Le problème des trous de garantie assurantielle des spécialités à risque est-il réglé, comme certains le prétendent ? Courrier d'un obstétricien reçu au BLOC : «Augmentation de ma prime de 5% pour 2011 avec montants de garantie portés de 6 à 8 millions par sinistre et de 12 à 16 par année... Mais grosse surprise : augmentation de 50 pour cent (23974 au lieu de 15982 TTC) pour m'assurer moi et mes ayants-droit pour 30 ans (au lieu de 10).»
50 % de plus pour boucher un trou de garantie que les politiques qualifient souvent de virtuel, pour ne pas avoir à agir... et laisser planer une épée de Damoclès au dessus des praticiens, au grand bénéfice des assureurs qui peuvent ainsi "adapter" leur tarif à la situation d'insécurité juridique (Ici, il s'agit de la SHAM).
Les assureurs n'ont d'ailleurs même pas besoin de se justifier sur le sujet : Ils ont trouvé un formidable avocat en la personne du docteur Jacques CATON qui le fait fort bien à leur place. L'orthopédiste lyonnais président d'AOC, la branche plateau technique de la CSMF (15% des voix aux dernières élections professionnelles) est longuement interrogé par le quotidien du médecin de ce matin : «Grâce à l'aide que nous verse l'assurance maladie, le coût de l'assurance est supportable aujourd'hui. Il n'y a plus de problème assurantiel.» Fermez le ban.
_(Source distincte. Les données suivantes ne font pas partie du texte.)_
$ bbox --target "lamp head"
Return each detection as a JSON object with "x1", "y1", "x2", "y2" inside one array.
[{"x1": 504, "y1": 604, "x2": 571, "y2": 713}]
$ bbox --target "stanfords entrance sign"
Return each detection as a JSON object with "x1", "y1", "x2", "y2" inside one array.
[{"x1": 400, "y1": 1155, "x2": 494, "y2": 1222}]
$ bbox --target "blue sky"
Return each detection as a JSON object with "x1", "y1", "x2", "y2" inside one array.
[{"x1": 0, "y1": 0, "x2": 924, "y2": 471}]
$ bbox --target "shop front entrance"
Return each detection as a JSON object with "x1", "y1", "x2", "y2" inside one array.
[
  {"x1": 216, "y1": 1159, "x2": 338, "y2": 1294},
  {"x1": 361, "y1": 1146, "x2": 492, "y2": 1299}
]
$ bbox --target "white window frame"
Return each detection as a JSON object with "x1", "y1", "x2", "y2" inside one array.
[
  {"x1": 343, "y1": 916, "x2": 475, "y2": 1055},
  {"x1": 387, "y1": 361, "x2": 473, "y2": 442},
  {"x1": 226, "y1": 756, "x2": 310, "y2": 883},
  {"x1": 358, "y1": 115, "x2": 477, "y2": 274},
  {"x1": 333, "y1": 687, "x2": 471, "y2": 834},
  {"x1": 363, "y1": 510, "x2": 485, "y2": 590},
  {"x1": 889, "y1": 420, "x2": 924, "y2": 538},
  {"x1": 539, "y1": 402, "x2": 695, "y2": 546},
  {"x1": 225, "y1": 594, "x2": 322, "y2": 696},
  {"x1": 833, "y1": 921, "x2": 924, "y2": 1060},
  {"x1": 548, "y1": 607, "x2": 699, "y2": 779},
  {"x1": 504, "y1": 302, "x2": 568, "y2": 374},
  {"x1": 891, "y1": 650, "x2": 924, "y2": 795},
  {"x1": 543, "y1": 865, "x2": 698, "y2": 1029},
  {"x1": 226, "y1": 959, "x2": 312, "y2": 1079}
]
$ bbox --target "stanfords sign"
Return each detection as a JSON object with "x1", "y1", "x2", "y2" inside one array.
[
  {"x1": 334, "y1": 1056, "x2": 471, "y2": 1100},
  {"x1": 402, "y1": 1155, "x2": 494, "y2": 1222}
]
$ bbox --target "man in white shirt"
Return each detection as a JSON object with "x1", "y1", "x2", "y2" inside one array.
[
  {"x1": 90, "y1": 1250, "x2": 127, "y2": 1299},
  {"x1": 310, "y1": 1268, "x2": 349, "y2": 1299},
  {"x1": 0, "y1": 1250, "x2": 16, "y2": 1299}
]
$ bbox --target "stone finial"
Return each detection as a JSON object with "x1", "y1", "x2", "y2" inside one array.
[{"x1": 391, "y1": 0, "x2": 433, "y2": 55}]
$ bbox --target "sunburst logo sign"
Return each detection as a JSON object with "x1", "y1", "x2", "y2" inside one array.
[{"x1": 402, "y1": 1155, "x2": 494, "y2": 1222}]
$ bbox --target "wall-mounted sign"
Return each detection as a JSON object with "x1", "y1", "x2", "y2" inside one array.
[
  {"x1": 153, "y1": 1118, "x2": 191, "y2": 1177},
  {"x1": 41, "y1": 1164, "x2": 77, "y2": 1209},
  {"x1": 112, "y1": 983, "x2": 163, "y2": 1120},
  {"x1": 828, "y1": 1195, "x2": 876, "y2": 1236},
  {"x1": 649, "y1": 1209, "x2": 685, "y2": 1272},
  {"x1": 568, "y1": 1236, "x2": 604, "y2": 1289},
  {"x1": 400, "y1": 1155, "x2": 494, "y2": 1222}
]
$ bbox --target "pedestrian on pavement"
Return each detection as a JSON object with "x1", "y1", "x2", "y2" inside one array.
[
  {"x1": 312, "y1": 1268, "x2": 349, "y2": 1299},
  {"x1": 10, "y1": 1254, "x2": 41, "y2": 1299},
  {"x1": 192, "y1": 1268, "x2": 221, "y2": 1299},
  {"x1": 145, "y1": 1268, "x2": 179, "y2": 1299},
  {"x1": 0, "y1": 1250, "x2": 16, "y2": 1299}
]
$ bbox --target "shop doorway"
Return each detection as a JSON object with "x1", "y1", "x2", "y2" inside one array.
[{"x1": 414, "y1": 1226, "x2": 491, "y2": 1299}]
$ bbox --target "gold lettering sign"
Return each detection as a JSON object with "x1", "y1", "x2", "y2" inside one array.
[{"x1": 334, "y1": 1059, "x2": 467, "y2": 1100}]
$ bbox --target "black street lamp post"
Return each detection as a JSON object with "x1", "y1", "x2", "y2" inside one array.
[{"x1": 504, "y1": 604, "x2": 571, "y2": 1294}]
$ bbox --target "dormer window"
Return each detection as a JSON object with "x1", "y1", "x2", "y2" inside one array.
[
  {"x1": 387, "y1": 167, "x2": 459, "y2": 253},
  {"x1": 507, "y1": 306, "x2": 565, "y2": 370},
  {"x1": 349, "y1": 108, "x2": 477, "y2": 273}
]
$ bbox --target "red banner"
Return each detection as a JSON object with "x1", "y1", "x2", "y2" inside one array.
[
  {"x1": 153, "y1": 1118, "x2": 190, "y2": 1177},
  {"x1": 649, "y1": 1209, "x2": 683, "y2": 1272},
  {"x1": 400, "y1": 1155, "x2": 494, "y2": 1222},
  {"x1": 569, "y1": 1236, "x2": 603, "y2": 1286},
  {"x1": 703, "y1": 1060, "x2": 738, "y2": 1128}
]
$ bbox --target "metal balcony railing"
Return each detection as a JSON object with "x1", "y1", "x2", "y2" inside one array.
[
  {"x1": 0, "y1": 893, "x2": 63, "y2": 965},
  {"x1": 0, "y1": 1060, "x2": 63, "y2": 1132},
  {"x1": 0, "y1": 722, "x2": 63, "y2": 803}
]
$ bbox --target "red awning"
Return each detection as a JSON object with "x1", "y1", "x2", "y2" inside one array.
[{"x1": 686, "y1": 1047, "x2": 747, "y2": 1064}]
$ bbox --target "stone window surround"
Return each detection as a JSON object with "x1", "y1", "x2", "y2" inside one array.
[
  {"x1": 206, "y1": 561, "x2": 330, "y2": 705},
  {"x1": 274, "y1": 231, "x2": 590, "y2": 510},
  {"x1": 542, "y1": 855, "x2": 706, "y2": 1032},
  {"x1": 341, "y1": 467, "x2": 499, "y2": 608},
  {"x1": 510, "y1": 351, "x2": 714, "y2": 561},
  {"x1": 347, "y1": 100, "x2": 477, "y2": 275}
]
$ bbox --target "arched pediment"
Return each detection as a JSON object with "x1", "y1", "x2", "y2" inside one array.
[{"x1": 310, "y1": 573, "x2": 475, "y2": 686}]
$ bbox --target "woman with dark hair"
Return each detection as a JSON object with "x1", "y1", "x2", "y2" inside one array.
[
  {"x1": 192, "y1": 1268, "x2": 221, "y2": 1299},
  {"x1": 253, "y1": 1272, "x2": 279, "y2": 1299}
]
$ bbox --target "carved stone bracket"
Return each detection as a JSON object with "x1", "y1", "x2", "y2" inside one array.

Cette attitude est stupéfiante : est-ce une manifestation du syndrome de Stockholm ? Ou faut-il y voir la conséquence d'un conflit d'intérêt ? En tout cas il est ahurissant de voir un syndicaliste médical se faire le relai de la communication d'un assureur en allant prétendre que les trous de garantie n'existent plus... tout en passant sous silence l'impact majeur sur les primes ! Si Jacques CATON défend des intérêts, ce ne sont pas ceux des chirurgiens.

Le même quotidien du médecin ne fait que citer le docteur Jean MARTY du BLOC (60% des voix aux dernières élections professionnelles)... Non le problème de l'assurance responsabilité civile professionnelle n'est pas réglé, la facture reçue par l'obstétricien en témoigne !

Dans quelques mois le trou de garantie ouvert par la loi de 2002 commencera à faire sentir ses effets : les actes réalisés par les praticiens n'ayant plus payé de cotisation d'assurance depuis 10 ans ne seront plus assurés. C'est le cas de ceux qui sont partis à la retraite en 2002. Et chaque année il y aura une promotion supplémentaire de praticiens retraités dont la totalité des actes réalisés durant leur carrière seront dépourvus de couverture assurantielle : Une mise en cause tardive serait lourde de conséquence pour le praticien ou ses ayant-droit.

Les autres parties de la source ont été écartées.